Há situações em que os migrantes sabem que não podem voltar, mas também não têm recursos para ficar. É o caso de Eduardo José Rondón e sua esposa, que chegaram à Colômbia há quatro meses caminhando desde Puerto Ordaz, no leste da Venezuela. Estabeleceram-se em Bucaramanga, uma cidade próxima à fronteira, e o homem ganhava seu sustento diário cuidando de carros em um estacionamento.

Eduardo Rondón disse à Global Voices que não pode retornar à Venezuela porque sua esposa está grávida e vai dar à luz em poucos dias.

“No hospital [de Bucaramanga] prometeram atendê-la”, disse Rondón à Global Voices, acrescentando que sua esposa quer ficar na Colômbia para ter o bebê em um lugar que ela considera seguro.

No entanto, estão diante de uma encruzilhada: “vão nos despejar porque estamos há vários dias sem pagar. Mas não temos nem o suficiente para comer! Não sei o que vamos fazer”.

A Venezuela está pouco preparada para a recepção

O governo da Venezuela lançou, em agosto de 2018, o “Plano Volta à Pátria“, descrito como uma estratégia diplomática e econômica para facilitar a repatriação voluntária de cidadãos venezuelanos com necessidades financeiras. Por meio desse plano, centenas de famílias retornaram de avião e ônibus, partindo de vários países, incluindo o Brasil e a República Dominicana.

No entanto, os migrantes que conseguem cruzar a fronteira Colômbia-Venezuela pelas trochas ou de ônibus têm uma recepção pouco alentadora, como visto, por meio das redes sociais, na cidade de San Antonio, na Venezuela.
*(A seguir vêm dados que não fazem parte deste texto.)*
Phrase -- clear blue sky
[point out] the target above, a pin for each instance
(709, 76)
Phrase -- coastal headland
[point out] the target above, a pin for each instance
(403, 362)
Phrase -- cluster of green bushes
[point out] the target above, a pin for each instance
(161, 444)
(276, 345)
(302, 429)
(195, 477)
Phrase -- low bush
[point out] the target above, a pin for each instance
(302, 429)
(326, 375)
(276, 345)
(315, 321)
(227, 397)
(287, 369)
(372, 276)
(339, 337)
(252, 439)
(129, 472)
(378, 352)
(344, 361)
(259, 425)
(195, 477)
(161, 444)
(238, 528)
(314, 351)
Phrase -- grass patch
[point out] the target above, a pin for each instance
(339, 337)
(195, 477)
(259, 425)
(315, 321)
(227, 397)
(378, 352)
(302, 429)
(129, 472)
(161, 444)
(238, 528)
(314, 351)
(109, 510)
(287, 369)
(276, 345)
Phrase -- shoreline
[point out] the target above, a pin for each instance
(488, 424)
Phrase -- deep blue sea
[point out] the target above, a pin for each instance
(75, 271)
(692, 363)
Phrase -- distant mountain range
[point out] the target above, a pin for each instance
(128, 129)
O escritor e consultor político Gustavo Azócar descreve a situação como um “caos”:

San Antonio del Táchira: centenas de venezuelanos que retornam do Equador e da Colômbia continuam chegando ao terminal de passageiros, superando a capacidade de resposta das autoridades. O caos é total.

As autoridades venezuelanas, como mostra a imprensa oficial, fazem controles sanitários e levam aqueles que regressaram a albergues temporários para que cumpram duas semanas de isolamento. Mas há denúncias de falhas na logística e no fornecimento de alimentos para atender os repatriados que, em alguns casos, sentem-se maltratados pelas condições de confinamento.

Estas são as condições — contrárias às medidas do protocolo da OMS/OPAS para o isolamento por Covid-19 — com as quais se deparam os migrantes venezuelanos que voltam do Equador e da Colômbia. Posto fronteiriço de Tienditas.

Na Colômbia, depois de duras críticas pela falta de liderança e coordenação nacional para apoiar os migrantes venezuelanos durante a pandemia, o presidente Iván Duque afirmou que seu governo continuará amparando a população migrante que reside no país, especialmente os mais vulneráveis, e pediu paciência enquanto a ajuda humanitária é fornecida. O mandatário também condenou a discriminação e a xenofobia contra os imigrantes venezuelanos: “eles precisam da mais ampla solidariedade colombiana”.